En el lateral, vemos una amplia era y un arco parabólico ligeramente inclinado, incluso la cerámica vidriada que adorna el muro también es curvilíneo.






Seguimos volteando la masía por el exterior y encontramos una gran galería con nueve arcos catenarios coronados por bóvedas a modo de pequeñas cúpulas qe protegía del sol las habitaciones que daban a esa zona.




La Masía consta de dos plantas, arriba del todo estaban las habitaciones del servicio y posteriormente se creó una torre alta disfrutar de vistas 360º de la zona de campos de cultivo que rodeaban la masía.

Completamos la vuelta a la Masia y llegamos a la fachada donde vemos la zona donde estaba ubicado un depósito de agua, al lado una torre.


Ahora accedemos al interior por la puerta principal. entramos en el vestíbulo donde quedan los únicos muebles antiguos de la Masía. El resto de muebles se los llevó la familia y actualmente se encuentran en la vivienda familiar de Jordi Freixa en Barcelona y que la familia tiene pensado donar y que vuelvan a la masía, cuando los padres falten.



A la derecha llegamos a una gran sala con ventanales, donde estaba la zona de día (comedor, salón y cocina). En el camino vemos unas bisagras de hierro con forma de mariposa que adornan unas de las puertas.


Por unas estrechas escaleras accedemos a la planta superior sonde hay una única sala con grandes ventanales, que podemos ver con detalle los cristales incrustados en el tejado. Hay unos paneles informativos con datos de interés de la masía y buenas vistas 





Al otro lado del vestíbulo, ala izquierda vemos varias estancias, antiguamente estaban las habitaciones y actualmente dependencias municipales hasta llegar a la glorieta separada con una gran puerta corredera.

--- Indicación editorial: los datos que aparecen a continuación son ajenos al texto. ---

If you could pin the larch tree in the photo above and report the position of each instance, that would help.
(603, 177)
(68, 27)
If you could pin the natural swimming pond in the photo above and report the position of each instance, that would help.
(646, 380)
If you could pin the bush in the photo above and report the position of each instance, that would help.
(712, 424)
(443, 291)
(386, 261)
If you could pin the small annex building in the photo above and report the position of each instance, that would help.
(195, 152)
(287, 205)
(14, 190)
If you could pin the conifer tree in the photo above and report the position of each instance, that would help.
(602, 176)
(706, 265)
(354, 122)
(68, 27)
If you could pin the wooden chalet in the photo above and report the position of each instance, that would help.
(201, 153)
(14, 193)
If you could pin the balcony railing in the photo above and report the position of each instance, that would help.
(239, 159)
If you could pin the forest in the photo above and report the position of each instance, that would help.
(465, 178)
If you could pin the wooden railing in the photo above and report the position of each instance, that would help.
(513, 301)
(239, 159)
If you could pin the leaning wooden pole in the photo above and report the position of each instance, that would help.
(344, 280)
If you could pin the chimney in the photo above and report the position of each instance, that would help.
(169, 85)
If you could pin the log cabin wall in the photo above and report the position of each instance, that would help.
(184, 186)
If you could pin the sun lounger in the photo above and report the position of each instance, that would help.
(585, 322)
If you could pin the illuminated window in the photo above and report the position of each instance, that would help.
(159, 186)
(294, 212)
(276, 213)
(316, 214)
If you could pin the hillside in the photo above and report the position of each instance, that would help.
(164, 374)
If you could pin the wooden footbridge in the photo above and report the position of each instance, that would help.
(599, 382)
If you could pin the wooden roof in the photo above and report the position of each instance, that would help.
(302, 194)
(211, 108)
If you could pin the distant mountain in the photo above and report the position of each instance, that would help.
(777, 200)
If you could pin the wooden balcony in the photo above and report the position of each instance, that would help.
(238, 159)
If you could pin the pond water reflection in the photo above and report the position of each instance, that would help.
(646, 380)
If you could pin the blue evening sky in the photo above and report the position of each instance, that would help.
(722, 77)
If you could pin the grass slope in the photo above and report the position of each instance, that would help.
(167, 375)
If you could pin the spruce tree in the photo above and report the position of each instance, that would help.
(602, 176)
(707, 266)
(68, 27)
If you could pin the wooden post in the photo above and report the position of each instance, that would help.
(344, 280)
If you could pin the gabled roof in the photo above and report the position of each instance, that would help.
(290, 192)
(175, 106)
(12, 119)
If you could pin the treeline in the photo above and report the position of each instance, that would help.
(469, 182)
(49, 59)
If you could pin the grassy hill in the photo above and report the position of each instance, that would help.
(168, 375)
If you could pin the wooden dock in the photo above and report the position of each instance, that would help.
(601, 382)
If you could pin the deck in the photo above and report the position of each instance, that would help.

En una de las salas, vemos un curioso radiador con calienta platos.

Por último vemos la escalera de caracol que sube hasta la torre alta (que por problemas de seguridad, no se puede acceder). 


Al final la visita interior damos un paseo por su jardín, donde vemos la escultura reproducción de de San Jorge de Donatello, la glorieta y un pequeño estanque.